Ontem eu estava em meu quarto cochilando. Cansado depois do meu trabalho de meio-período. Então Kitsune apareceu. Foi um pouco antes de começar a nevar.

Ela chegou, perguntou a minha mãe se eu estava em casa, ela assentiu e a mandou entrar. Ela estava bem nervosa, mas eu também fico quando estou perto dela. Ela explicou que tinha uma coisa para contar, que devia ter contado há muito tempo, e a essa altura eu já estava suando frio.

— Eu amo você Ciel! – quando ela disse isso eu esqueci como se respira. – de verdade, eu ia contar para Aby hoje, mas não deu certo, ia pedir conselhos ou desabafar. Precisava contar para alguém ou ia sufocar. Eu gosto de você de verdade, e não me importo se você não sente o mesmo. Agora você é ciente.

— Acontece, – eu comecei a falar quando ela parou – que eu também gosto de você Kitsune.

Não sei quando comecei a sentir isso, mas quando percebi já estava louco por ela.

E foi ai que como dois imãs nós nos atraímos e nos beijamos. Não foi a primeira vez que eu beijei uma menina, mas até onde eu sei foi a primeira vez dela.

Depois disso eu fiquei em orbita por horas, flutuando longe do meu próprio corpo.
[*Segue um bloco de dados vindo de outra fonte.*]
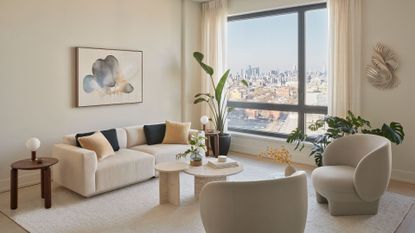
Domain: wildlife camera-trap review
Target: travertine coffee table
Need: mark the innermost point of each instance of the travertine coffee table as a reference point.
(169, 182)
(205, 174)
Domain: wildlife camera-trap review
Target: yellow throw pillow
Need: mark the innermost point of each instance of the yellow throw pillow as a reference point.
(176, 132)
(98, 143)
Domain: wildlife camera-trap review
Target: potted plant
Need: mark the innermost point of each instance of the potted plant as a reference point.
(196, 151)
(280, 155)
(217, 103)
(336, 127)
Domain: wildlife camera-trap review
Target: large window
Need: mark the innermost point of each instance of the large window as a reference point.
(283, 55)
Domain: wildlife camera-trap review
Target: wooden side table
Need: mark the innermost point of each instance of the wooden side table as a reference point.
(45, 174)
(169, 182)
(215, 136)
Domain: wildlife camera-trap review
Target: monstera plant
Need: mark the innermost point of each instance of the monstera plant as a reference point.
(336, 127)
(216, 100)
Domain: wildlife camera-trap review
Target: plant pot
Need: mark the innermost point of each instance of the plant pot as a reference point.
(195, 163)
(224, 144)
(289, 170)
(196, 160)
Agora já é de manhã e eu lembro que tenho que ir à escola e lembro que verei Kitsune. Assim que percebo isso o sangue para de fluir em meu corpo. Com que cara eu vou olhar para ela? Vou ignorar o que aconteceu ontem? Em meio a essas dúvidas decido encarar o mundo. Tem uma chuva fina lá fora, então pego meu sobretudo cinza e saio.

— Tchau mãe, pai, já estou indo. – eu digo passando pela porta da frente.

— Peça a benção, Ciel. – diz meu pai por trás do jornal de hoje. Meus pais são cristãos fervorosos.

Viro-me e peço que me abençoem, os dois aceitam. “Que Deus te abençoe.” Dizem em coro.

— Já pensou em pentear esse cabelo, Ciel? – implica minha mãe, enquanto alimenta Nitta.

— Já, mas não ponho em prática. Estou saindo.

            Quando eu saio, ponho o sobretudo para me não molhar, o que acho bem difícil com uma chuva tão fina. Ainda tem um pouco de neve a ser derretida no chão. Enquanto ando noto algumas crateras na rua. Algumas têm o tamanho do meu punho fechado, outras de uma bola de basquete.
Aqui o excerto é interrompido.